Do I merely imagine that Catton is put into this category? You decide from this example: "even writers like Bruce Catton, who viewed the war primarily from a Northern perspective, accepted many of the Lost Cause assumptions."
Was Catton a Centennial/Lost Cause romantic? To find out, I went to my Catton library shelf and pulled a book at random. It was the 1956 This Hallowed Ground: The Story of the Union Side of the Civil War, published by Doubleday. Interesting title, don't you think. Perchance was Catton attempting to pose a counterpoint to Jubal Early historicity?

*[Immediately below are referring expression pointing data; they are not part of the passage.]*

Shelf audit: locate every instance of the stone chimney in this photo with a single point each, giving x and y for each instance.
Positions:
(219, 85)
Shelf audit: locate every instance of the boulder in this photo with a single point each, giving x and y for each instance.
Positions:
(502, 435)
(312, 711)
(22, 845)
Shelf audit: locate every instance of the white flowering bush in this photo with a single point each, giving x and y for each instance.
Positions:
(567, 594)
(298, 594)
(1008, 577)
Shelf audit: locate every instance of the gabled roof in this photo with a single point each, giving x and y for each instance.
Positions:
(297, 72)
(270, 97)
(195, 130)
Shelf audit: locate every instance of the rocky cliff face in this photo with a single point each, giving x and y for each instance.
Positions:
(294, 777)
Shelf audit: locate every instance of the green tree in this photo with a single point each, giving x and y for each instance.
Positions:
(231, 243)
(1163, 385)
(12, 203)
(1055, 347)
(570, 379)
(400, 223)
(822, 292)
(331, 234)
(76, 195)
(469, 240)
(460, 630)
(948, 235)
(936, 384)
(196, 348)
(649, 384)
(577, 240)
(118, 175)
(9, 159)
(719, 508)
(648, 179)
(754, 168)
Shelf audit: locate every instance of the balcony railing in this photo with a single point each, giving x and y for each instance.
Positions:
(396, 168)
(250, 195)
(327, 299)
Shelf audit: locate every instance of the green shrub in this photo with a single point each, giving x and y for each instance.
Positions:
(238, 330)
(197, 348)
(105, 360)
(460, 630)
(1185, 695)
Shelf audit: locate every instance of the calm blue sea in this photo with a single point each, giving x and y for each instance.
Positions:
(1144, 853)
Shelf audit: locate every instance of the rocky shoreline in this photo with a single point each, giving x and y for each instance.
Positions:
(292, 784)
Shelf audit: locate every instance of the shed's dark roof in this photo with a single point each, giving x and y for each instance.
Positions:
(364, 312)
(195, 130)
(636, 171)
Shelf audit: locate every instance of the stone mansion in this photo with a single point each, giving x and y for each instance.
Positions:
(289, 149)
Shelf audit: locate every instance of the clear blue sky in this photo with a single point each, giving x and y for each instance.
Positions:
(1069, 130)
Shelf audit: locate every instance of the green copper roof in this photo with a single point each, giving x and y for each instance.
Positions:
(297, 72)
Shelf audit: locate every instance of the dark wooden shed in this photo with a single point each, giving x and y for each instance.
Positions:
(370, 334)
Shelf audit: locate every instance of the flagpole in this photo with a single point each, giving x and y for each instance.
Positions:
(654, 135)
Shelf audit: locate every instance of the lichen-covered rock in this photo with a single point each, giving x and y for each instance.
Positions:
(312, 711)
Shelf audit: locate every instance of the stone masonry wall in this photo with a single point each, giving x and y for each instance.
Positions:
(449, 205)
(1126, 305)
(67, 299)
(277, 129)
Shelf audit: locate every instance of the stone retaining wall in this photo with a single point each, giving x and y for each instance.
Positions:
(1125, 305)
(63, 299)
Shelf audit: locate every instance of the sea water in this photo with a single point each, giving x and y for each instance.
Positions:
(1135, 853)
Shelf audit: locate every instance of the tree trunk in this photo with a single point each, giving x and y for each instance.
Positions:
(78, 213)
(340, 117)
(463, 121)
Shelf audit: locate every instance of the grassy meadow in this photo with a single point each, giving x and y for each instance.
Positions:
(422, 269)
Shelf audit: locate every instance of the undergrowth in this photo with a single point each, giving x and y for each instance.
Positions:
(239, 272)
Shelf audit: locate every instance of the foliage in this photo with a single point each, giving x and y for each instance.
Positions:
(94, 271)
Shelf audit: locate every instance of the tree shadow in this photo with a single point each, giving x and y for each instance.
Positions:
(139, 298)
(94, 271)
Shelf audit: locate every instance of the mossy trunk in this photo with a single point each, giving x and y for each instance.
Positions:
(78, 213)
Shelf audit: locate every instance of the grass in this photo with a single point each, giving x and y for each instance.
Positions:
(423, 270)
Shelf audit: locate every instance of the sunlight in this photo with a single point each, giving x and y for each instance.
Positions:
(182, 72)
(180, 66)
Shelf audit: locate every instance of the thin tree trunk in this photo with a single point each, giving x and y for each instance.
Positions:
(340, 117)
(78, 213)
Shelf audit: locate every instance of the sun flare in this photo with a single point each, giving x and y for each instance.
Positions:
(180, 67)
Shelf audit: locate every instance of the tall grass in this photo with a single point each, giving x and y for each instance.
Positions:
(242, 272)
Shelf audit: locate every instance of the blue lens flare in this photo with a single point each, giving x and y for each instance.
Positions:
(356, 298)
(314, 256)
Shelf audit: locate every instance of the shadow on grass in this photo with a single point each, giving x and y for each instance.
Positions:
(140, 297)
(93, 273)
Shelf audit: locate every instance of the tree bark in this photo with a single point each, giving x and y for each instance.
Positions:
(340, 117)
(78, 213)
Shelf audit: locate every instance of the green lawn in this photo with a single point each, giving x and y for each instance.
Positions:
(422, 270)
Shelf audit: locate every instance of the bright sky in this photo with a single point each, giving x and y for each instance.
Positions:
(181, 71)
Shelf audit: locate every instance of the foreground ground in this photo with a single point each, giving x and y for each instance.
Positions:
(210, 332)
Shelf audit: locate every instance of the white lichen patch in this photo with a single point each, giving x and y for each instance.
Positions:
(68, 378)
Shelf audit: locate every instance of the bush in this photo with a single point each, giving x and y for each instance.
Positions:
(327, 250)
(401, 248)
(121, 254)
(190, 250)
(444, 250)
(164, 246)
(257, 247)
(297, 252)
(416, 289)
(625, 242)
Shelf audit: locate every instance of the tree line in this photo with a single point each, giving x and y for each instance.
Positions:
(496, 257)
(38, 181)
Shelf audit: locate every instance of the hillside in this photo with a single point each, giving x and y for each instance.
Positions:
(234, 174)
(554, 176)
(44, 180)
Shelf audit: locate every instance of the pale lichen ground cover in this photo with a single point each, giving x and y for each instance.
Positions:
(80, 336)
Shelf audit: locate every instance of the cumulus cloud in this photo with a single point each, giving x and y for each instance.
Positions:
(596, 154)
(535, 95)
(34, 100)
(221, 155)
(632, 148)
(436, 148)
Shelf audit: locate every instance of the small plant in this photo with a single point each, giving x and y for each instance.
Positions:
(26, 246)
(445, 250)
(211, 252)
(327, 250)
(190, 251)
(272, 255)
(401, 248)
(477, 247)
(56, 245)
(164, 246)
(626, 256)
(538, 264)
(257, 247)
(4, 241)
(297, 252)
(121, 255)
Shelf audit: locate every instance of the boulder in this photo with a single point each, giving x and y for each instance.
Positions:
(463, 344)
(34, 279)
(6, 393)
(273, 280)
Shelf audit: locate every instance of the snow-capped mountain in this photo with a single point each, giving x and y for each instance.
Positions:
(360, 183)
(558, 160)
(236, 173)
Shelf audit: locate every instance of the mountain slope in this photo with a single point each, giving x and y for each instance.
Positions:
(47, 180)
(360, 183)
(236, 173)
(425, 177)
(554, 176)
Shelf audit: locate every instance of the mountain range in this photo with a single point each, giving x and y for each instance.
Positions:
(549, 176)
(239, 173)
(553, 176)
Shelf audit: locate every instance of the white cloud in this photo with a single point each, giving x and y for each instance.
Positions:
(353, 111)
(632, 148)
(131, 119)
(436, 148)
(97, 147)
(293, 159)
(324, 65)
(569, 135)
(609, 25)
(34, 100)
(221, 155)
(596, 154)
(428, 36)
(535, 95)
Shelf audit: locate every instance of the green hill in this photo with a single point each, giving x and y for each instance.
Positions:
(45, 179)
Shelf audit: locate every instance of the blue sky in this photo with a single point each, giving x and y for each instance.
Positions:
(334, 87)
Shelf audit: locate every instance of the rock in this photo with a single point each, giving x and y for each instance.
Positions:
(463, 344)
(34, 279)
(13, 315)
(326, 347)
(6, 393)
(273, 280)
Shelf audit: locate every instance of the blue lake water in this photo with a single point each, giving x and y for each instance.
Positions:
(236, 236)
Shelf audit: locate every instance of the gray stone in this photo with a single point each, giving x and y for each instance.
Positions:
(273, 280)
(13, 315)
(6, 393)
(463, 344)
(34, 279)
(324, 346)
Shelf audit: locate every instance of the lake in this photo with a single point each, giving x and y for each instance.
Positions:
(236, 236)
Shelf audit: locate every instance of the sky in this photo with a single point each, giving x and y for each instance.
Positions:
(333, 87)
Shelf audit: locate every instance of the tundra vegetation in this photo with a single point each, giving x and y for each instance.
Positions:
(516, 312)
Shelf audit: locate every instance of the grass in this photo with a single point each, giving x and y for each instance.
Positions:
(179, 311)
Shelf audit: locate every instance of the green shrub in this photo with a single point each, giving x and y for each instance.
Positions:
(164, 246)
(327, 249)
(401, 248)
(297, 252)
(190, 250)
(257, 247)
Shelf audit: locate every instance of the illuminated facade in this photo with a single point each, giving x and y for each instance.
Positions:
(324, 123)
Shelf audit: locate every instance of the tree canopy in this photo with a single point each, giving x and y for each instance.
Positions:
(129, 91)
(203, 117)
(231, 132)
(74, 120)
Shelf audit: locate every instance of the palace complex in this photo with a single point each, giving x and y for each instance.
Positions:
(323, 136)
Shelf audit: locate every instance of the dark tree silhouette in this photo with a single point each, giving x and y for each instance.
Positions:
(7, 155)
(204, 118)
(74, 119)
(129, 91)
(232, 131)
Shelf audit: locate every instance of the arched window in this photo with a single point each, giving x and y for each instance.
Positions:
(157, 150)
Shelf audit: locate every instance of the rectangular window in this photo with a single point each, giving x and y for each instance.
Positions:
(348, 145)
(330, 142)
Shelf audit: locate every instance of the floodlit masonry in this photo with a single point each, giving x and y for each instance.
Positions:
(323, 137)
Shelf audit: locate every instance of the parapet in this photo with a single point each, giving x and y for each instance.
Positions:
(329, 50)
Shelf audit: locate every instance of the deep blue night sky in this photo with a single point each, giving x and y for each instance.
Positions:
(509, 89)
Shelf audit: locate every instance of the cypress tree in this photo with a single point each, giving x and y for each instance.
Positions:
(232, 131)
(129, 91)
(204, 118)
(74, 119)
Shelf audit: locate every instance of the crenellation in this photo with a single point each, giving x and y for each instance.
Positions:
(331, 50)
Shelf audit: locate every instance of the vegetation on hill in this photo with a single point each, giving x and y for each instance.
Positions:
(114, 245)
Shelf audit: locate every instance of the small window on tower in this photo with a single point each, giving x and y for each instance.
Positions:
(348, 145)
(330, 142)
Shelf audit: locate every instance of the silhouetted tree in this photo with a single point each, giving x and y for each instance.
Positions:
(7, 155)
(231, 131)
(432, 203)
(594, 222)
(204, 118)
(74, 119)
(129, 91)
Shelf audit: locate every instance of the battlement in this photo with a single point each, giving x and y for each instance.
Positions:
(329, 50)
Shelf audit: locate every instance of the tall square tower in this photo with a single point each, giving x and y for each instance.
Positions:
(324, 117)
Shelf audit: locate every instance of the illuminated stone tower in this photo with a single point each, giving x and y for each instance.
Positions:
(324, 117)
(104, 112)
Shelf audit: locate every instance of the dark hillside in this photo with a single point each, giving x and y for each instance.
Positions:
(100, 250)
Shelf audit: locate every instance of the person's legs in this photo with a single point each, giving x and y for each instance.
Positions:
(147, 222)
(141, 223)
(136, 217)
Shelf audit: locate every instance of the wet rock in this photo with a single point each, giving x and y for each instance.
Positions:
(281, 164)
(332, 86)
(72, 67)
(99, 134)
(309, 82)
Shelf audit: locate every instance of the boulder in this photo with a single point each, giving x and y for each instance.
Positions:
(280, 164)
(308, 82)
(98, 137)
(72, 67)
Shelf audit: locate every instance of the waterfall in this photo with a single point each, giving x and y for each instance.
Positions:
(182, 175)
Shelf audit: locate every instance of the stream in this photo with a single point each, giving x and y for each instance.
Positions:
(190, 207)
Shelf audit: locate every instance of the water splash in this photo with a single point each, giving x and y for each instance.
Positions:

If just a story-teller of fables, shouldn't we expect Catton to downplay slavery? Early in the book comes this paragraph:
"At the very bottom of American life, under its highest ideals and its most dazzling hopes, lay the deep intolerable wrong of slavery, the common possession not of a class or a section but of the nation as a whole. It was the one fatally limiting factor in a nation of wholly unlimited possibilities; whatever America would finally stand for, in a world painfully learning that its most sacred possession was the infinite individual human spirit, would depend on what was done about this evil relic of the past. Abraham Lincoln had once called it 'the great Behemoth of danger,'[fn] and now it was forcing men into war." (p15)
And Catton is not blind to the failed aftermath of the war, where the shining promises of the 13th/14th/15th Amendments were subverted. The book's concluding paragraph tells of an evening when the Army of the Potomac's V Corps paraded around its D.C.-area encampment with candles in their gunbarrels, celebrating their ultimate victory over the Rebellion, a torchlight procession that made the nighttime luminous. Then Catton pens this conclusion:
"The night would swallow everything--the war and its echoes, the graves that had been dug and the tears that had been shed because of them, the hatreds that had been raised, the wrongs that had been endured and the inexpressible hopes that had been kindled--and in the end the last little flame would flicker out, leaving no more than a wisp of gray smoke to curl away unseen. The night would take all of this, as it had taken so many men and so many ideals--Lincoln and McPherson, old Stonewall and Pat Cleburne, the chance for a peace made in friendship and understanding, the hour of vision that saw fair dealing for men just released from bondage. ..."
Three more beautiful sentences remain, but I stop here, where Catton's first two make the point. The book emerged two years after Brown v Board of Education and not long after the Montgomery bus boycotts first raised up a young preacher named King. Did Catton write about slavery as a cause of the War? Did he write about how its legacy continued to undermine the Nation's promise? You be the judge.
I do not canonize Catton. I'd like to research more than time permits now to gain a fuller picture of the man and the writer. I do believe his Michigan upbringing within the heritage of the Northwest Ordinance had a lot to do with his more rounded view of the War.
It is not always the fault of its historians that America has often failed to grasp the underlying raison of the Civil War. Even Catton embraced myth, but not as Freeman did. That requires further examination and explication (ugh, big words!). It is perhaps more up to us to demand and defend a truer portrayal of the War, a type of history I believe Mr. Catton sought to write.